I’d like to introduce you to Gogacz.
Is that his first name? Last name? Nickname? I’m not really sure. But what I do know is this man saved my mother’s life while forced into service by the Germans as a taskmaster at her concentration camp. He was Polish and Catholic, probably in his twenties. She was Polish, Jewish and barely into puberty. She possessed a streak of defiance that tested boundaries. One day, she crossed them. A German with a rifle was about to blow her brains out … except for Gogacz.
He did something pretty basic. We like to label it “doing the right thing.” He didn’t look the other way. He spoke up. He took action.
“She’s my best worker; I’ll take responsibility for what she did,” my mother, Sally Finkelstein Horwitz, recalled him telling the murderer-to-be. Gogacz’s reward? A rifle butt to the skull. For my mother, another chance at life.

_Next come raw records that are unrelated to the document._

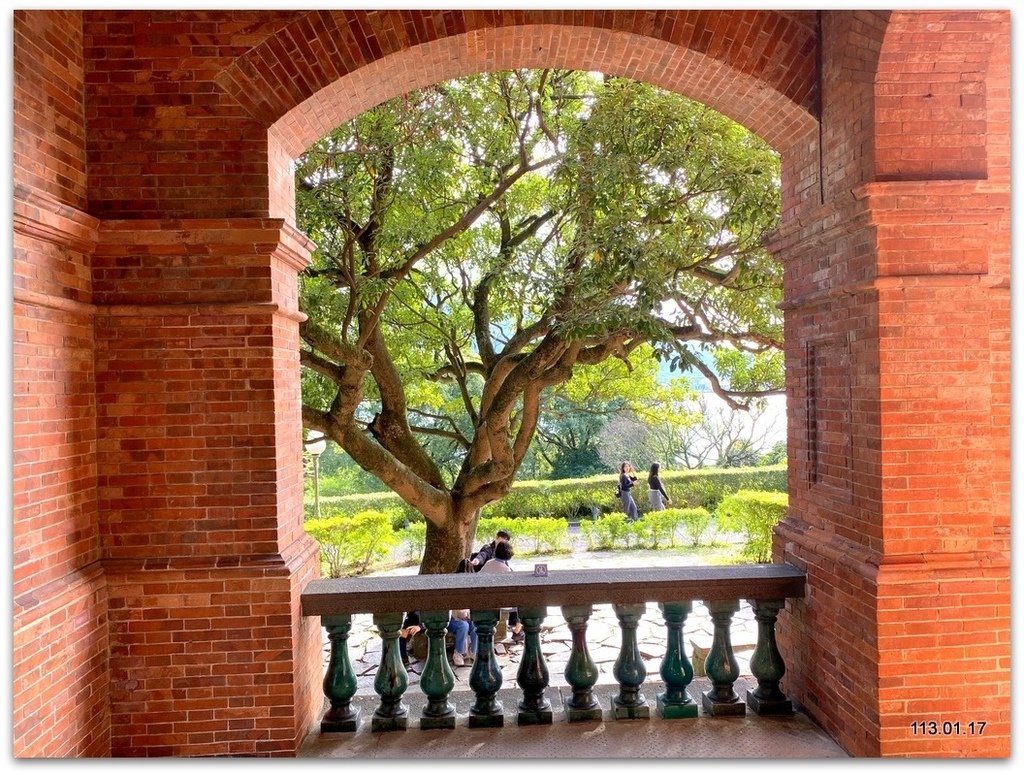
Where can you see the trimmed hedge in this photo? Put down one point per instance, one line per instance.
(350, 545)
(754, 514)
(573, 499)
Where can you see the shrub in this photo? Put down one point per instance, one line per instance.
(352, 544)
(568, 499)
(695, 522)
(414, 541)
(754, 514)
(545, 533)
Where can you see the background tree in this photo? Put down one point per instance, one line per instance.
(578, 431)
(479, 241)
(727, 438)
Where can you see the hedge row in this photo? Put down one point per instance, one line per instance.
(576, 499)
(351, 545)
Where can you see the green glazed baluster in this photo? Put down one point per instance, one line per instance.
(675, 701)
(485, 678)
(581, 671)
(629, 669)
(721, 665)
(766, 662)
(391, 680)
(339, 682)
(437, 680)
(532, 676)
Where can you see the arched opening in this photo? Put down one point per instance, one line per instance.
(154, 251)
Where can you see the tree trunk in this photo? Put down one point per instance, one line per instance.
(449, 544)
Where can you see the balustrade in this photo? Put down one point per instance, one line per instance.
(574, 592)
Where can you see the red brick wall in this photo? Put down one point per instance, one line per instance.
(59, 642)
(49, 98)
(200, 486)
(158, 430)
(906, 562)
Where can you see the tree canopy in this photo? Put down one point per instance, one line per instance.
(481, 241)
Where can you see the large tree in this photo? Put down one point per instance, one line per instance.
(480, 240)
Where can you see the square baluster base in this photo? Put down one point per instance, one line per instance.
(389, 723)
(437, 722)
(723, 708)
(481, 722)
(687, 709)
(583, 714)
(340, 725)
(535, 718)
(769, 706)
(639, 711)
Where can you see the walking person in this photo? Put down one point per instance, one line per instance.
(627, 478)
(656, 496)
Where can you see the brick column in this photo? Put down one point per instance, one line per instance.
(897, 337)
(200, 487)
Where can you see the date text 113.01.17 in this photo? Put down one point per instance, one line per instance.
(948, 727)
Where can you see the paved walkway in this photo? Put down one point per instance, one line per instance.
(705, 737)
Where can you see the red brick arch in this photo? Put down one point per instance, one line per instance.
(304, 80)
(158, 482)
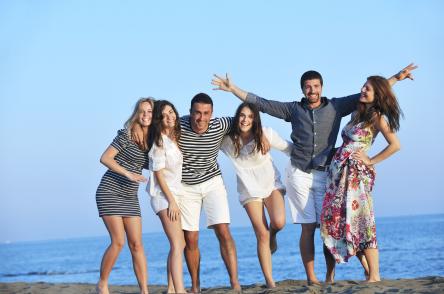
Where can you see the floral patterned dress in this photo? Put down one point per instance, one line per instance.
(347, 218)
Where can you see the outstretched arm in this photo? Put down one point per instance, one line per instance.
(225, 84)
(404, 73)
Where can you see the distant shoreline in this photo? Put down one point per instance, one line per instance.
(432, 284)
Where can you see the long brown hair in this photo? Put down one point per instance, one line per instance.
(132, 120)
(156, 133)
(384, 104)
(256, 128)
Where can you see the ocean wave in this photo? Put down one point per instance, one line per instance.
(49, 273)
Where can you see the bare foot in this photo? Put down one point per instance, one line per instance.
(314, 283)
(369, 281)
(367, 275)
(236, 287)
(102, 288)
(329, 279)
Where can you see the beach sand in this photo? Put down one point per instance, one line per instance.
(418, 285)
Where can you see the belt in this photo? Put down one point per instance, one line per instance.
(321, 168)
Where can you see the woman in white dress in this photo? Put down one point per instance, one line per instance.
(258, 181)
(165, 186)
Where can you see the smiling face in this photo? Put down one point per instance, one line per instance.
(168, 118)
(145, 114)
(246, 119)
(367, 93)
(313, 90)
(200, 115)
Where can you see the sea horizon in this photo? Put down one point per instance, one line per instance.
(410, 247)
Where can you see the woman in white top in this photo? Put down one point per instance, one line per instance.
(258, 180)
(165, 186)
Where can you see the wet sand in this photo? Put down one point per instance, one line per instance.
(418, 285)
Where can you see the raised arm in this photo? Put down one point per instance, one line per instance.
(404, 73)
(392, 147)
(225, 84)
(107, 159)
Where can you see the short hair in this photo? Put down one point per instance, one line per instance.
(311, 75)
(201, 98)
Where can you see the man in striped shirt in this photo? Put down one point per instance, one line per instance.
(200, 140)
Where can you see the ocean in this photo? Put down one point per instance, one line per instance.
(410, 247)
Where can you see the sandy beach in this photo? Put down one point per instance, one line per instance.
(418, 285)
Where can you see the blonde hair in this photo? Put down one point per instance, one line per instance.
(132, 120)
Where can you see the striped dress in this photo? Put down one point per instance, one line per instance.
(116, 195)
(200, 150)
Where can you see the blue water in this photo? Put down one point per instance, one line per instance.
(409, 247)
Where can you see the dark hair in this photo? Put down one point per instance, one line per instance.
(201, 98)
(256, 128)
(156, 131)
(384, 104)
(311, 75)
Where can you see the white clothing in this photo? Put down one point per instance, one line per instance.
(160, 203)
(210, 195)
(169, 159)
(305, 193)
(257, 176)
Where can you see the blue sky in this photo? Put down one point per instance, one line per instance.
(71, 71)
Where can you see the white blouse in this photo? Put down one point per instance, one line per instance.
(169, 158)
(255, 171)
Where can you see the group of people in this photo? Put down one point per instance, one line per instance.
(324, 186)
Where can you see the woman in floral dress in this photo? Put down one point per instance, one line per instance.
(347, 218)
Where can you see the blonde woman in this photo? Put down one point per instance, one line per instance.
(116, 195)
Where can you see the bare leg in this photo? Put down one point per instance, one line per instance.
(170, 287)
(133, 229)
(276, 210)
(360, 255)
(228, 253)
(114, 225)
(306, 246)
(330, 263)
(256, 213)
(372, 257)
(173, 230)
(192, 257)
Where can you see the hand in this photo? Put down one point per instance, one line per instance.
(136, 177)
(173, 211)
(221, 83)
(406, 72)
(137, 134)
(265, 145)
(362, 156)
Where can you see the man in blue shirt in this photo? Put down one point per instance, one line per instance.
(315, 122)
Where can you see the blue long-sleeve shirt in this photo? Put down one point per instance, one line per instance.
(314, 131)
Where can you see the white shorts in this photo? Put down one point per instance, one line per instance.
(212, 196)
(305, 193)
(159, 203)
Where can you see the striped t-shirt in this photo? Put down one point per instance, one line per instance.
(200, 150)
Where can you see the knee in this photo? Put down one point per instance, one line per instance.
(178, 246)
(191, 240)
(308, 230)
(279, 224)
(135, 246)
(117, 244)
(263, 236)
(223, 234)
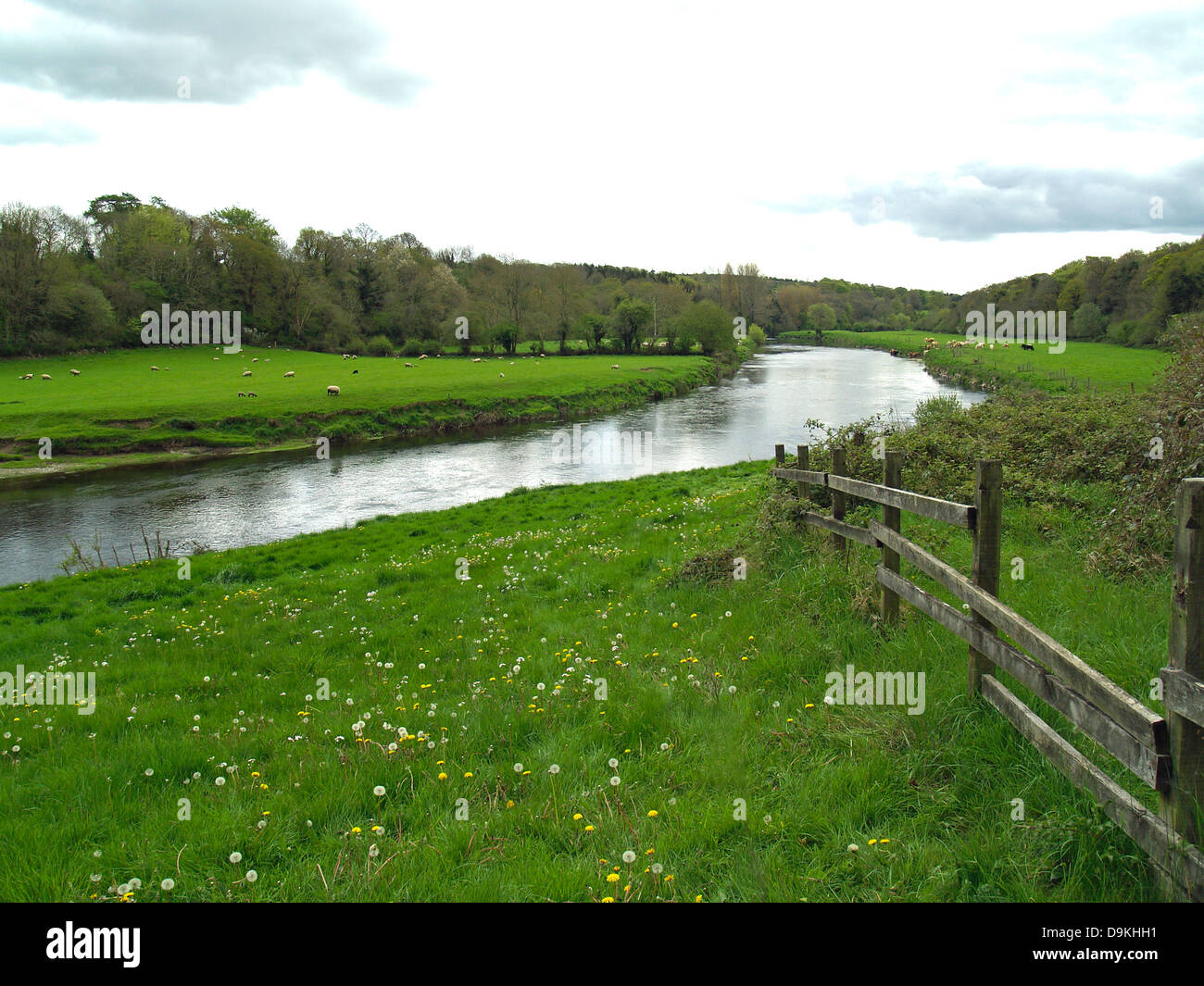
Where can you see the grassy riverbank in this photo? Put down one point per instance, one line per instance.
(711, 758)
(1083, 365)
(119, 409)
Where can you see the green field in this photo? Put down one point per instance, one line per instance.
(1098, 365)
(119, 406)
(505, 774)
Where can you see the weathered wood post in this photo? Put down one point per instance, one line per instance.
(1181, 805)
(892, 476)
(838, 468)
(779, 456)
(985, 571)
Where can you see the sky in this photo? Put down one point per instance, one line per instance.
(940, 145)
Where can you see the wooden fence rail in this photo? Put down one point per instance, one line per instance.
(1166, 754)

“I’m here because of what that otherwise ordinary man did, something decent, selfless and heroic,” I shared last week with a group of about 100 Mason Middle School visitors to Michigan’s Zekelman Holocaust Center. “And so are they…”
At that moment, I projected a family photo of my mother and American-born father surrounded by their children, grandchildren and great-grandchildren. I placed my laser point on two faces, my older brother Len and my son, Adam. “No Gogacz, no Dr. Leonard Horwitz. No Gogacz, no Dr. Adam Horwitz.”
I shared that my brother’s work as a bone marrow transplanter / hematologist / oncologist and my son’s research marrying cutting-edge technology and wearables like Apple watches to head off bouts of depression and suicide ideation among teens and PTSD veterans have already improved, and will improve, the lives of thousands.
“Here we are, more than 80 years later, talking about Gogacz. For one reason. He refused to be a bystander. Neither should you,” I concluded. “Speak up, speak out, take action against antisemitism, hatred and bigotry whenever and wherever you see it.”
As I watched the students depart the auditorium, just one batch among the thousands who tour the museum annually and hear children of Holocaust survivors – like me – reveal our stories and those of our parents, my thoughts drift to recent headlines about the national and global rise of antisemitism.
Was Robert Kraft’s multi-million-dollar Super Bowl advertisement a hit or a dud? Has the Jewish community wasted tens, if not hundreds of millions of dollars on Holocaust education, initiatives of the Anti-Defamation League (ADL) and outreach to communities who refused to speak up in the aftermath of the October 7, 2023 Hamas massacre … and still do? Would American Jews be better served looking inward, investing these sums – and more – in Jewish education and strengthening Jewish identity?
Those participating in these debates bring quantitative analyses, survey research, focus groups (and their guts) to support their positions or rebut those of others.
All I bring to the table is one datapoint: Gogacz… A very ordinary man who refused to be a bystander. Who spoke up. Who took action. Who indirectly extended, or will extend, the lives of thousands.
Will one or more of my student visitors be the next Gogacz? Tomorrow? In twenty years? Will they save lives? Help improve our fractured world? I challenge those who believe that investment in Holocaust education is a waste of dollars to try and quantify that.